Accuracy is golden
By Laura Conaway
Cattle feeders are a driven bunch. Striving toward goals and playing the odds are part of their daily routine. For Allan Sents and his team, quality has been in the cards for many years.
When the owner-manager of McPherson County Feeders, near Marquette, Kan., signed on with the Certified Angus Beef brand nearly 15 years ago, he began to see how everybody can win with grid premiums for better cattle. But he didn’t stop at becoming a CAB partner. That wasn’t just a goal on a list to check as completed. Sents was just getting started.
Accumulated closeout data spanning those years verifies the McPherson crew has been hard at work. A 30.06 Program honor roll has been noting all harvest groups achieving at least 30 percent CAB or USDA Prime, with no more than 6 percent outliers for being too fat, heavy or light.
The 10,000-head-capacity lot recently attained 30.06 Gold Level, only the third CAB partner yard across the U.S. to do so. It took seven years to achieve the 500-head Bronze Level; then in four more years came the 1,000-head Silver in 2010. Doubling that level of on-target feeding in just three years, the records show McPherson County Feeders had enrolled and harvested more than 2,000 of the 30.06 cattle by early 2013.
Of the 1,950 CAB-eligible cattle in those groups, 45.9 percent qualified for CAB and USDA Prime, with 83.8 percent reaching USDA Choice or better.
“It’s been an inspiration to watch the transformation,” says Gary Fike, beef cattle specialist for CAB. He has worked closely with the feedyard for a decade and notes that 10 years ago, the first 19,716 cattle enrolled made almost 19 percent CAB and Prime. Fast forward to the past five years: Sents and cattle manager Landon Shaw worked with Angus customers to feed 18,048 enrolled cattle, qualifying more than 34 percent CAB and Prime.
With virtually the same 760-pound carcass weight then and now, there has only been a slight increase in Yield Grade 4s, and Fike says that is understandable because grid allowances moved up. All numbers point to the quality increase in cattle coming out of the yard.
Longtime partners of the brand in many ways, Sents and his wife, Deanna, have been feeding cattle since 1981. Their commitment to quality grew over time as ranching customers responded to feedback and market signals.
Positioning those cattle to realize their genetic potential and achieve top premiums requires sorting for quality and uniformity as they approach their final weight.
“We try to optimize the end point on marketing the cattle, to get them sold when they have the best opportunity to grade Choice and hopefully make Certified Angus Beef but not have too many over-fats in them,” the feeder says.
While feeding 20,000 head per year, the couple manages by working with eight full-time employees and a few part-timers. Together, they are constantly looking for ways to gain an edge in the marketplace and take pride in offering their customers reasonable feed prices.
“We value our location here being far enough west that we have a more temperate climate, desirable for feeding cattle, and yet far enough east that we have enough rainfall to grow some good dryland crops,” Sents says. “So we have access to fairly abundant, reasonably priced forages to use in the ration.”
Not one to claim credit, Sents points out that feeding is a partnership with producers and stockers who were working toward their goals long before he handled the cattle.

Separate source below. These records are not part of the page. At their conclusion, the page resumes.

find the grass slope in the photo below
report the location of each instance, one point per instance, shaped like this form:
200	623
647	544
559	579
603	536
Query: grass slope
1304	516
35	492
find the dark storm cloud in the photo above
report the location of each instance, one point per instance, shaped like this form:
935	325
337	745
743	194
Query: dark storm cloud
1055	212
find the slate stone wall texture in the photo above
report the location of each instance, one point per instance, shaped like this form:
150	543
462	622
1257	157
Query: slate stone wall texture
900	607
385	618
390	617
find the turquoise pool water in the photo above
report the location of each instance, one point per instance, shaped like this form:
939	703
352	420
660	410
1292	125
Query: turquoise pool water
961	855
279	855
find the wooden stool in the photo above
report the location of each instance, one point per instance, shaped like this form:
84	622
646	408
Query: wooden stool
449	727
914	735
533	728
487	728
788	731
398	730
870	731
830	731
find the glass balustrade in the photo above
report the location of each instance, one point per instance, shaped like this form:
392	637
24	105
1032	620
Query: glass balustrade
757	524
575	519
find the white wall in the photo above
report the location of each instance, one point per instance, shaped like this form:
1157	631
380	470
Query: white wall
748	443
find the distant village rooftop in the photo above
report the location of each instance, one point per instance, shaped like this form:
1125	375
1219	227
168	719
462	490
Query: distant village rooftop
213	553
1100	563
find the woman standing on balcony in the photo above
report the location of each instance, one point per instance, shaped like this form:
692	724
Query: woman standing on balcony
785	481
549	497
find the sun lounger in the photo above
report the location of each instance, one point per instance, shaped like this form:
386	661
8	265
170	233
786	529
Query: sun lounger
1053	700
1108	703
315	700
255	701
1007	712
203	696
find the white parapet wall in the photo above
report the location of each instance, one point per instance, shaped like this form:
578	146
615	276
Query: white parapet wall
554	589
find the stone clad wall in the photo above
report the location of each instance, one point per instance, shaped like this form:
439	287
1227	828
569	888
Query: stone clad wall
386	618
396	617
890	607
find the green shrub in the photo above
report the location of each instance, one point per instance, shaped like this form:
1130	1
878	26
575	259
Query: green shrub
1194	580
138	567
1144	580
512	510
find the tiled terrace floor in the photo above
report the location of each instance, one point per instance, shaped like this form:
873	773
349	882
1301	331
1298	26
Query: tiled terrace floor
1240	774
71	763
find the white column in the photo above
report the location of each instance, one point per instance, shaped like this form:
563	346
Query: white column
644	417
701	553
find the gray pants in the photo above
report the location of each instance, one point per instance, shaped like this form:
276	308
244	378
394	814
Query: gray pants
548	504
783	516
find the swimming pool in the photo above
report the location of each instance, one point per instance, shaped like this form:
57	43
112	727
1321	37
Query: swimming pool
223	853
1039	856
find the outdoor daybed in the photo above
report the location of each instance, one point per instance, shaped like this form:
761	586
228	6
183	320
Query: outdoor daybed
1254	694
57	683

Regardless of who owns them on feed, he is willing to share data with the idea of increasing the quality of cattle overall.
“We just value working with the smaller producers,” he says. “When they have an interest in following the cattle, we try to respond and share information.”
Fike presented the McPherson team with a Henry Golden Boy trophy rifle in custom walnut display case at an October customer event, echoing those ideas: Strong partnerships create success.
He commented, “Persistence, developing a solid customer base of producers who are committed to producing cattle that meet our brand specifications, and attention to detail. Those are what earned Allan and his team this unique reward.”
Twice recognized as the CAB Small Feedlot Partner of the Year (2005 and 2010), the recent honor is one for the books. As the 30.06 Program transitions to a new Targeting the Brand Honor Roll this fall, McPherson County Feeders will be the last recipient of the prestigious award.
Still, their record foretells Sents and his team will not rest on their laurels. Achievements in quality are not the end of the road, but simply a way of life here.